When I got to Silberman School of Social Work at Hunter College in 2000, I was met with the same situation—no class in human sexuality. Luckily, this time there was one in the catalog, which the administration allowed me to resurrect. We have offered the Human Sexuality elective regularly ever since, and this academic year we are adding extra sections to support ever-growing interest in the content.

In my two decades of teaching sexuality, I have relied almost exclusively on textbooks written by psychologists, psychiatrists, and physicians. But the social work lens is different. That is precisely why we all chose social work. It addresses the holistic person-in-environment. It pays attention to the bio- and psycho-social. And it champions social justice. Social work centers the values of our profession as it explores sexuality and gender from a nonjudgmental, self-determination-focused perspective.
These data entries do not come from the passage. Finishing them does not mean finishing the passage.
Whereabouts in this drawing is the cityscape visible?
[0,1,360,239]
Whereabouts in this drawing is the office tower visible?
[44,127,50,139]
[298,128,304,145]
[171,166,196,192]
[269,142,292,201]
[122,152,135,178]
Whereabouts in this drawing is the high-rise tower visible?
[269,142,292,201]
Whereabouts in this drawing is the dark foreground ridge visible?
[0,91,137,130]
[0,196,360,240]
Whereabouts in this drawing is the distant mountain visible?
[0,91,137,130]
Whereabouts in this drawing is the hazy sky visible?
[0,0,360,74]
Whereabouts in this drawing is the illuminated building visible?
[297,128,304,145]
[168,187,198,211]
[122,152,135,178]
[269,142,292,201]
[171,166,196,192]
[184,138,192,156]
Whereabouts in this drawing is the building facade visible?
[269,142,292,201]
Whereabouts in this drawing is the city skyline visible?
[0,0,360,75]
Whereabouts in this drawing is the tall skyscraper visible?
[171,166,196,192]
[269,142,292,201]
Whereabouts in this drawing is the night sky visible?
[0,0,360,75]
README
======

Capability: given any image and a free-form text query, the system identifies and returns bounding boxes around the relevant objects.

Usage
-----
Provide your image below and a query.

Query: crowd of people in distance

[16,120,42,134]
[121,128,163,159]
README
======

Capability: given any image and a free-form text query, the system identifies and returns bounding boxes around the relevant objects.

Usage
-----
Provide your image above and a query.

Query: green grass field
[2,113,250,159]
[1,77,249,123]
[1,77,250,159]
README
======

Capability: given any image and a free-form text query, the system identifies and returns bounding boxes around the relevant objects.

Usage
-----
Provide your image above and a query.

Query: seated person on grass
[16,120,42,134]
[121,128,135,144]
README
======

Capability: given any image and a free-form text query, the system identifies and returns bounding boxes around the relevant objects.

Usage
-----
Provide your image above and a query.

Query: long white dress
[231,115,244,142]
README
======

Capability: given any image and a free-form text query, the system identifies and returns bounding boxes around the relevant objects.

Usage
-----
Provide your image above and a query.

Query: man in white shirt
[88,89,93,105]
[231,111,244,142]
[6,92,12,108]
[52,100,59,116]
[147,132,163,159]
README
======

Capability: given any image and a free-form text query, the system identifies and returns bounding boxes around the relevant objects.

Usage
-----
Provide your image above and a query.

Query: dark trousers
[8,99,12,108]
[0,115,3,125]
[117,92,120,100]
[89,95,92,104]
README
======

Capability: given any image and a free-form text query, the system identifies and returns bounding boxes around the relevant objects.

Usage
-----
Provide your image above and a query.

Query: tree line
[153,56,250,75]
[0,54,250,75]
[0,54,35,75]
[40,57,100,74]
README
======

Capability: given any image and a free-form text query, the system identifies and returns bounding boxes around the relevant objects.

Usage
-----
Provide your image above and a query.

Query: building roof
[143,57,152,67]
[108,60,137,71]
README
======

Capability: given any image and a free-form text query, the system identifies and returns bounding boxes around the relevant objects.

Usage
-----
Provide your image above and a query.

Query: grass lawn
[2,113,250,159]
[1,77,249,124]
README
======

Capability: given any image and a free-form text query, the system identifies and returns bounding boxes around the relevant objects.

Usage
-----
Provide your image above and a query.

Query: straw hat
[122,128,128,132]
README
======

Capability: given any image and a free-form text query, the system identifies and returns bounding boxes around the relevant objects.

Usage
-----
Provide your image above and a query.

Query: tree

Because of these core values, contemporary social work must also be sex-positive. Sex positivity encourages agency in sexual decision-making and embraces consensual sexual activity as healthy—something to be enjoyed without stigma or shame. It embraces sexuality as a human right. Despite sexuality’s prominence in social work practice settings, many social work professionals have internalized sociocultural taboos around discussing sexuality, and so they tend to avoid the topic in practice. While social workers have embraced the notion of working from a strengths-based perspective, sexuality is still predominantly approached from the opposite direction: focused on risks and possible harms, like STIs and unwanted pregnancies. A strengths perspective does not focus on the client’s deficits or limitations but on their strengths, skills, aptitudes, and resources. It does not pathologize consensual sexual activities like fetishes unless they cause distress. And it does not assume that someone’s sexual or gender minority status is the key to their presenting problem.

Too often, substandard sex education and the cultural taboos around sex leave people unsure of their sexual selves, fraught with shame and guilt rather than excitement and joy.

I encourage social workers to embrace rather than avoid issues of sexuality within their practice, incorporating the sexual dimension into the biopsychosocial assessment and engaging conversations about sexuality regularly with clients, as appropriate. This sex-positive approach encourages sexual fulfillment, attention to desire, intimacy, arousal, and overall sexual wellbeing without judgment or assumptions. Too often, substandard sex education and the cultural taboos around sex leave people unsure of their sexual selves, fraught with shame and guilt rather than excitement and joy. They do not understand their own likes and dislikes, and are unable to ask about those of their partners.

Sexual wellbeing is critical to overall wellbeing. Social workers must have the tools to approach sex and sexuality proactively and positively with clients. The foundations are to develop your own comfort; avoid assumptions; consider cultural context; set the environment (including physical space and inclusive intake forms); take a sexual history; and understand physiology, differences in arousal, variations in sexual identity, and ethical considerations like erotic transference, as well as experiences of gender identity, intimacy, communication, relationships, sex in older adulthood, BDSM and kink, and consensually nonmonogamous and polyamorous relationships. This is by no means a complete list.

Sex positivity affirms the centrality of sexual wellbeing to overall wellbeing, including increased life satisfaction and improved relationship quality. I encourage you to fully attend to the sexual dimension of your clients, acknowledging its importance in your clients’ lives as critical context, whether it is related to the presenting problem or not. Our goal here is to integrate a central notion of sex positivity even in situations where there has been trauma or experiences typically aligned with a deficits model (e.g., sexually transmitted infections). The sexual dimension should be an integral part of all social work practice regardless of setting or practice method, and it should be included in the initial assessment and ongoing evaluation of all clients. Ignoring the sexual dimension of our clients’ lives diminishes our understanding of who they are as people.